Diz que o o Alcy escreveu uma crônica
E o Pedro Afonso da Silveira Júnior leu
Oito horas da noite
no Grande Jornal Falado E-2.
Diz que, né?
Diz que o mestre Zacarias
vinha em cima do farol
tocando um flautim feito
com as aparas da porta de ébano…
E que Dona Odália vinha fazendo
flores de raiz de Aturiá
sentada no maior de todos os canhões
brincando com a Iranilde
que acabara de nascer.

Diz que o Amazonas Tapajós vinha
cantando ladrões de Marabaixo
-ele, o Edvar Mota e o Psiu.
E o João Lázaro transmitia tudo para a Difusora.
Diz que até o R. Peixe pintou um mural
-aquele que ficou no pátio da casa do Isnard
lá no Humilde Bairro de Santa Inês
de onde foi roubado pelo Galego e trocado
por duas garrafas de Canta Galo
e uma de Flip Guaraná, lá na Casa Santa Brígida…
Hoje Macapá amanheceu bem
mais triste que de costume.
Roubaram a Fortaleza!
Levaram o velho forte!
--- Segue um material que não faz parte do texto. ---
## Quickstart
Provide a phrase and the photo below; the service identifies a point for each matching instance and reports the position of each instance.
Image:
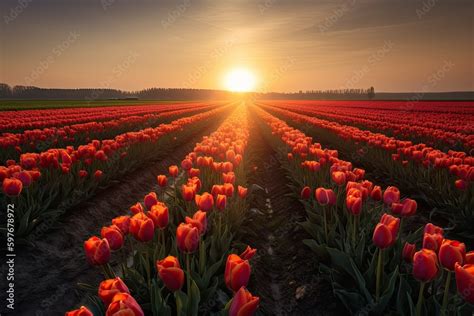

De madrugada
Dois ou três bêbados remanescentes
viram passar aquela enorme coisa boiando
rumo norte, parecendo uma usina
de pelotização.

Andam comentando lá
pelo Banco da Amizade
que foi o Pitoca
a Souza
o Quipilino o Pombo
o Zee e o Amaparino…
E que o Olivar
do Criôlo Branco
e o Cirão
estão metidos nessa história.
Eu, hem!

Obdias Araújo

Poesia que não se esgota (Fernando Canto)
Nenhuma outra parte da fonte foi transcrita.